Human beings have been wearing jewelry for at least 25,000 years and ear adornments for around 7,000 years. Earrings, in particular, have been worn for a number of purposes—to signify ownership or social standing, as talismans to protect from evil, and simply as decorative accessories. Although the technology, placement of piercings, and style trends have changed considerably over the millennia, the practice of threading metal jewelry through a hole in the ear has remained popular.
One of the more recent trends in jewelry is permanent jewelry. Rather than having a clasp or the equivalent, permanent jewelry is specially measured for the customer and welded together as jewelry designed never to be removed. The most commonly seen type of permanent jewelry are custom-fitted bracelets and necklaces, but rings and earrings can be found as well.
Videos featuring permanent jewelry are trending on TikTok, indicating that it is especially popular with younger generations. A quick online search will show you that more women in their 50s, 60s, and beyond are embracing newer ear styling trends, including getting multiple piercings.
While several retailers across North America are set up to apply bracelets, anklets, and necklaces, a process typically referred to as zapping, only one currently offers permanent earrings.

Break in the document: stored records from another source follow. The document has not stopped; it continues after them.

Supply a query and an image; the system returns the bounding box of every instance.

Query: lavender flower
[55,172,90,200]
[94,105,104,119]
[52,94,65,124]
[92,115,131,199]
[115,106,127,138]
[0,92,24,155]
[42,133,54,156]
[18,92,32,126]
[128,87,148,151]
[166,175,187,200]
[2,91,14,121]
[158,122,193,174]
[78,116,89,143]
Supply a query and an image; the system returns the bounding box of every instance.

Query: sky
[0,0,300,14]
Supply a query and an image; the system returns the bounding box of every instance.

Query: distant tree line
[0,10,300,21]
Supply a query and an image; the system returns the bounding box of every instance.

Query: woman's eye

At Honey Permanent Jewelry and Gift Boutique in Carmel, Indiana, you can schedule an appointment to have one of two sizes of 14K gold hoops permanently positioned in your ear. The lightweight earrings are zapped into place using a micro welder. Because the welding site is so tiny and the procedure completed so quickly, the process tends to be painless. Piercing the ear for permanent earrings is very similar to piercing for removable earrings, both in pain level and healing time. If a pierced hole is already present, aftercare is minimal.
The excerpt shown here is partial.